LLMs require significant context and data to create even basic, usable designs. Most outputs rely heavily on cookie-cutter layouts and templates (i.e. shadcn), offering little in terms of innovation. They lack the creativity needed to develop better design frameworks or understand how UX can evolve—tasks that still require human intuition and discovery. This limitation extends to more complex visual creativity in business, like packaging design, presentations, websites, logos, or animations, which remain unfeasible for AI-driven tools without human oversight and direction.
LLMs also possess terrible spatial models, which severely nerfs the ability to do any real world design. Going back to our Figma example, even when writing code to build a wireframe, the models don’t fully work yet to reason across spatial changes. If moving a button to the left means it overlaps with the navigation and look like a visual error, the LLM doesn’t understand that from the code it wrote.
Video reasoning is in its first generation - with demos from openai and google working for narrow use cases but being clunky and not yet usable for anything complex. One of the most common use cases in a business for video gen would be tiktok/reels/short form video for marketing. Even with Sora and competitors, nothing is remotely close enough for a real business use case. I suspect within the next 12 months this changes, but the tech is just not there yet.

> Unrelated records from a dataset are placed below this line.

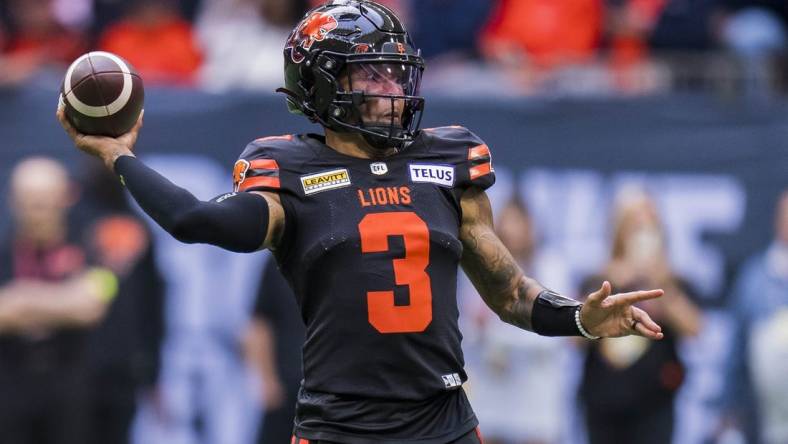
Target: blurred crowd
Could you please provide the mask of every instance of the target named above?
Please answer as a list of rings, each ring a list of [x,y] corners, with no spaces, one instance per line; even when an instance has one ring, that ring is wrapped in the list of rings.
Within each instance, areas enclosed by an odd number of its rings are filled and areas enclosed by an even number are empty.
[[[445,94],[782,90],[782,0],[381,0]],[[57,84],[89,49],[149,85],[273,91],[288,33],[319,0],[6,0],[0,87]],[[436,31],[439,30],[439,31]],[[715,83],[716,82],[716,83]],[[717,85],[719,86],[719,85]]]
[[[444,94],[640,94],[731,73],[733,87],[758,94],[781,89],[788,52],[782,0],[381,2],[423,50],[425,88]],[[288,33],[317,4],[3,0],[0,90],[57,87],[71,61],[100,49],[129,60],[147,86],[271,92]],[[182,171],[170,178],[198,197],[226,191],[224,170],[187,156],[151,165]],[[304,332],[275,261],[177,243],[98,164],[69,171],[29,158],[7,182],[0,443],[289,442]],[[658,199],[629,189],[613,200],[608,255],[588,276],[542,242],[546,227],[517,191],[494,202],[498,234],[527,274],[575,298],[603,280],[665,288],[645,307],[665,340],[522,333],[461,283],[466,390],[485,442],[671,442],[682,390],[699,372],[686,346],[710,343],[724,359],[711,370],[719,399],[703,400],[718,413],[701,419],[712,429],[704,442],[787,443],[788,189],[772,242],[731,270],[720,307],[671,263]],[[717,312],[728,320],[724,345],[699,340],[717,331]]]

After looking at these different modes, one of the principals we’re working from is to offload certain types of creativity from agents. Specifically, explorative creativity and visual creativity. How does this affect a agentic business? Clever Human-In-The-Loop.
Agentic Business Strategy for Offloading Creativity
Offloading creativity follows a similar pattern for all high-level decision making, it just adds a human element to low level decision making. A human CEO gets decision questions from agents, makes decisions, then agents implement those decisions - exactly like a classical human organization. Agents handle all of the details.

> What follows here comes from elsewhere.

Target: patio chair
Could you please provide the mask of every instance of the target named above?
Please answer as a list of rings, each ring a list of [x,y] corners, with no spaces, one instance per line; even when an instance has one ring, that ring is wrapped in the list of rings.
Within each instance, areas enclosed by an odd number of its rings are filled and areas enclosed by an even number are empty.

For visual creativity, the only difference is low level work (like design of some specific screen) is handled by a human. Agents and human designers work together on the low level and the high level. An agent can take a directive plus some memory and make design specs. An agent can then hire a designer and pass them specs. A human supervisor then reviews the designs upon submission and provides feedback to the designer either directly or through the agent. Design generation is done by a human and design review is done by a human, while facilitation is completed by the agent.
Why add the seemingly unnecessary step of putting the agent in the middle? Because the ideal system is for the agent to handle the details while the human supervisor - our agentic business’s ‘CEO’ - makes decisions on outcomes.
This leads to a bottleneck on the part of a human supervisor: A human can only make so many decisions per day. To make an ideal system, we must minimize the number of decisions by offloading everything we can to agents. Over time, the number of things agents can decision on increases, and a generally intelligent business represents one that can be successful with zero human oversight.
Until then, creativity remains a bottleneck for agents. The solution isn’t to replace humans, but to offload their low-level tasks so they can focus on high-impact decisions. Agents are still processors; humans bring the spark.